For monitoring the uptime of services such as HTTP(S), DNS, Ping, and TCP, check out Uptime Kuma [Link].

Docker Compose Deployment

apt update && apt-get upgrade -y
apt install docker.io docker-compose -y
mkdir uptime-kuma && cd uptime-kuma
curl -o compose.yaml https://raw.githubusercontent.com/louislam/uptime-kuma/master/compose.yaml
docker-compose up -d

Docker Deployment (the lazy way)

sudo docker run -d --restart=always --network=host -v uptime-kuma:/app/data --name uptime-kuma louislam/uptime-kuma:base3

Ubuntu Installation

git clone https://github.com/louislam/uptime-kuma.git
cd uptime-kuma
sudo apt install npm -y
sudo npm run setup
sudo npm install pm2 -g && sudo pm2 install pm2-logrotate
sudo pm2 start server/server.js --name uptime-kuma
sudo pm2 save && sudo pm2 startup

To run it behind a reverse proxy with TLS termination and automated Let’s Encrypt certificates:

sudo apt install nginx certbot python3-certbot-nginx -y
sudo nano /etc/nginx/sites-enabled/default
server {
   listen 80 default_server;
   listen [::]:80 default_server;
   root /var/www/html;
   index index.html;
   server_name _;
   location / {
      proxy_pass http://127.0.0.1:3001;
      proxy_set_header Host $host;
   }
}
sudo nginx -t && sudo nginx -s reload
sudo certbot --nginx --non-interactive --agree-tos --redirect --email [email protected] -d uptime.domain.com

If you need to monitor an external or public service to detect outages affecting your monitoring, check out Status Shield [Link].


MOREOVER

For monitoring cron jobs or background tasks that could silently fail, try healthchecks.io [Link].

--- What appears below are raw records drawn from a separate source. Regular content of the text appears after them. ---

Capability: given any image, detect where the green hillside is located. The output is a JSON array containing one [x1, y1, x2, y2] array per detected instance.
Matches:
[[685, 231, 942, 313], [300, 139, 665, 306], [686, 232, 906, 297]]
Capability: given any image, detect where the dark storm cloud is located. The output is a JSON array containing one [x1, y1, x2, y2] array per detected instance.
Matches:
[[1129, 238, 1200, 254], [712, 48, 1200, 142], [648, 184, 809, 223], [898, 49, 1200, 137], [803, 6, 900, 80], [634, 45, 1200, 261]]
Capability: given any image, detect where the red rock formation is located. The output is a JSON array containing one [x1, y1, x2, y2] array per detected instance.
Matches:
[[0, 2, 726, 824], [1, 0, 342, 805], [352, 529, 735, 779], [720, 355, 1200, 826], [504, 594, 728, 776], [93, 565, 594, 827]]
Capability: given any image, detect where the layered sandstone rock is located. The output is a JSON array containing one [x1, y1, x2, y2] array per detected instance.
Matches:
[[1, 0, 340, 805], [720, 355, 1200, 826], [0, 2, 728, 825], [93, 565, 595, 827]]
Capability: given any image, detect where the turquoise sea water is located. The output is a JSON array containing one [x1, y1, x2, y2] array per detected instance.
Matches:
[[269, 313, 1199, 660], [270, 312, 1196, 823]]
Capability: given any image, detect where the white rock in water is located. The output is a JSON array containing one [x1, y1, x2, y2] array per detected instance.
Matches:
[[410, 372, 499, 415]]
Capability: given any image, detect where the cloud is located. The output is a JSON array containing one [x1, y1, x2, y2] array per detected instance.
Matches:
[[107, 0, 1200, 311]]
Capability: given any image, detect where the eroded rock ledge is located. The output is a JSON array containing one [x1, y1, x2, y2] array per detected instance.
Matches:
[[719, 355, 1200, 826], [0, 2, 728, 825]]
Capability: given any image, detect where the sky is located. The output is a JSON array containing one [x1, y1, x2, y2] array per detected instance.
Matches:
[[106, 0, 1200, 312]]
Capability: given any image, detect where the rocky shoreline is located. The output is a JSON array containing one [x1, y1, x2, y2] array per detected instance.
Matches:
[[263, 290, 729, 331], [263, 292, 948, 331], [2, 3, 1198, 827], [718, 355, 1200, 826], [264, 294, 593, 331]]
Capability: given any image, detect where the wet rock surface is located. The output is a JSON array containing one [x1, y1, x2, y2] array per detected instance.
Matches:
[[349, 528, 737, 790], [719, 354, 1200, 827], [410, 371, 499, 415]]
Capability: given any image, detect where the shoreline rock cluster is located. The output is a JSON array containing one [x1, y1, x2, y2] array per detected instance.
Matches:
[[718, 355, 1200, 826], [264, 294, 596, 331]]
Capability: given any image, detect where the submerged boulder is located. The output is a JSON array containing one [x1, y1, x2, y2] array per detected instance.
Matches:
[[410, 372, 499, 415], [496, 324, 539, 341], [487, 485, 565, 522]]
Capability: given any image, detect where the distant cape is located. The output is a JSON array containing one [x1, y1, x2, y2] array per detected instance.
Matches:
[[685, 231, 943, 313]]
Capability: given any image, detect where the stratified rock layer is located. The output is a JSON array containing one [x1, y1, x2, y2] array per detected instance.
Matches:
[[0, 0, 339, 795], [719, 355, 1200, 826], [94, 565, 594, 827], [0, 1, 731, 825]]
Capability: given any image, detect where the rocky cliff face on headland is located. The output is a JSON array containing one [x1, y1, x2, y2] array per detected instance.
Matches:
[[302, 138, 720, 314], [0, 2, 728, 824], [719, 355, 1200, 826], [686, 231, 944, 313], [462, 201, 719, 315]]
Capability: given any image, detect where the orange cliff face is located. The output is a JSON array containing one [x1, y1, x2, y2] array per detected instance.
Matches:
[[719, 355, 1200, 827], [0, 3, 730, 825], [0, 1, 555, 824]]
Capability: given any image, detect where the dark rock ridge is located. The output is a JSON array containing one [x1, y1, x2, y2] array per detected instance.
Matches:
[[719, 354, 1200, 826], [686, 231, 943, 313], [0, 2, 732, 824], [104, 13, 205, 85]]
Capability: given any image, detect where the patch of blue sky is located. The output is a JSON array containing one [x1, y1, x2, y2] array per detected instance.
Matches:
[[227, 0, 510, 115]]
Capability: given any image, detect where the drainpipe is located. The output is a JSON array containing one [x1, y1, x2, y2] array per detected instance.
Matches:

The following docker-compose.yaml handles the full deployment and configuration:

version: "3"
services:
  healthchecks:
    image: healthchecks/healthchecks:latest
    container_name: healthchecks
    environment:
      - DB=sqlite
      - DB_NAME=/data/hc.sqlite
      - DEBUG=False
      - [email protected]
      - EMAIL_HOST=smtp.example.com
      - [email protected]
      - EMAIL_HOST_PASSWORD=strong_password

###### For STARTTLS - Explicit TLS
      - EMAIL_PORT=587
      - EMAIL_USE_TLS=True

###### For SMTPS - Implicit TLS (deprecated)
#      - EMAIL_PORT=465
#      - EMAIL_USE_TLS=False
#      - EMAIL_USE_SSL=True

      - SECRET_KEY=f7993db8-1004-414b-be03-ad4a5d5153a3
      - ALLOWED_HOSTS=healthchecks.simnet.cloud
      - SITE_ROOT=https://healthchecks.simnet.cloud/
      - REGISTRATION_OPEN=False
    ports:
      - 8000:8000
    volumes:
      - healthchecks-data:/data
    restart: unless-stopped
volumes:
    healthchecks-data:

It is also recommended to run it behind a reverse proxy with TLS termination.


See also Grafana Alloy and Grafana Loki for combining logs with metrics and exploring them in Grafana dashboards.

  • Grafana Alloy [Link] scrapes log files and forwards them to Grafana Loki.
  • Grafana Loki [Link] indexes only the relevant data and stores it efficiently.